Letaknya dipilih sedemikian rupa
dari lebar pengaliran agar bentang bersih jembatan tidak terlalu panjang.
2.
Kondisi dan parameter tanah dari
lapisan tanah dasar hendaknya memungkinkan perencanaan struktur pondasi lebih
efesien.
3.
Penggerusan ( scow-ing ) pada
penampang sungai hendaknya dapat diantisipasi sebelumnya dengan baik agar
profil saluran di daerah jembatan dapat teratur dan panjang.
Dari
syarat-syarat tersebut diatas telah dijelaskan bahwa pemilihan penepatan
jembatan merupakan salah satu dari rangkaian system perencanaan konstruksi
jembatan yang baik, namun demikian aspek–aspek yang lain tetap menjadi bagian
yang penting, misalnya saja system perhitungan konstruksi; penggunaan struktur
ataupun mengenai system nonteknik seperti obyektifitas pelaksana dalam merealisasikan
jembatan tersebut.
Mengenai
bentuk-bentuk jembatan dapat dibedakan sesuai dengan:
Material yang digunakan
Jembatan kayu
Jembatan baja
Jembatan beton
Jembatan gabungan baja dan beton
Jenis konstruksinya
Jembatan ulir
Jembatan gelagar
Jembatan plat
Jembatan gantung
Jembatan dinding penuh
Jembatan lengkungan
Menurut penggolongan
Jembatan yang dapat digerakan, merupakan jenis jembatan baja
yang pelaksanaannya dibuat sebagai gelagar dinding penuh.

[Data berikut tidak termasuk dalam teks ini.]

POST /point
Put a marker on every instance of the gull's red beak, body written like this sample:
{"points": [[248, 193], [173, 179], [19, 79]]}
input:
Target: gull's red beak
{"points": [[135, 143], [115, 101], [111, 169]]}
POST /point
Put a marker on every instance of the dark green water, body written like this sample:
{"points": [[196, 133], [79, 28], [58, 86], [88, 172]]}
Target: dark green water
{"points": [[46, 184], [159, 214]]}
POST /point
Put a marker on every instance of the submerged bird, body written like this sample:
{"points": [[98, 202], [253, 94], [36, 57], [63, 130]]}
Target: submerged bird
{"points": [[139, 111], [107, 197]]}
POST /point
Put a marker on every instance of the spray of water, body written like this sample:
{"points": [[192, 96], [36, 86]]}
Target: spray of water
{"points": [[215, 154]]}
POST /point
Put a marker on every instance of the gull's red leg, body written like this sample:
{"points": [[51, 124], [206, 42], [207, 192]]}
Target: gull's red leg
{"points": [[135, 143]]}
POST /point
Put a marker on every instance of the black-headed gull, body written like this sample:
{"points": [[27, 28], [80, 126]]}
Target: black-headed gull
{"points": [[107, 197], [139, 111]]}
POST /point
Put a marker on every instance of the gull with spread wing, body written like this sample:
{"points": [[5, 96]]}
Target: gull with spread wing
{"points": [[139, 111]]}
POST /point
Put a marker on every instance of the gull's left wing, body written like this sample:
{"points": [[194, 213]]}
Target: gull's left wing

Jembatan tetep, jenis jembatan seperti ini digunakan untuk
keperluan lalu lintas. Seperti jembatan kayu, jembatan beton dan jembatan batu.
Jembatan Beton Bertulang
Definisi
Jembatan beton merupakan jembatan
yang konstruksinya terbuat dari material utama bersumber dari beton.
Sifat
Dasar Beton
Beton
adalah suatu campuran yang terdiri dari agregat alam seperti kerikil, pasir,
dan bahan perekatBahan perekat yang biasa dipakai adalah air dan semen. Secara
umum, beton dibagi dalam dua bagian yaitu:
a.
Beton bertulang
b.
Beton tidak bertulang
Beton bertulang adalah suatu bahan
bangunan yang kuat, tahan lama dan dapat dibentuk menjadi berbagai ukuran.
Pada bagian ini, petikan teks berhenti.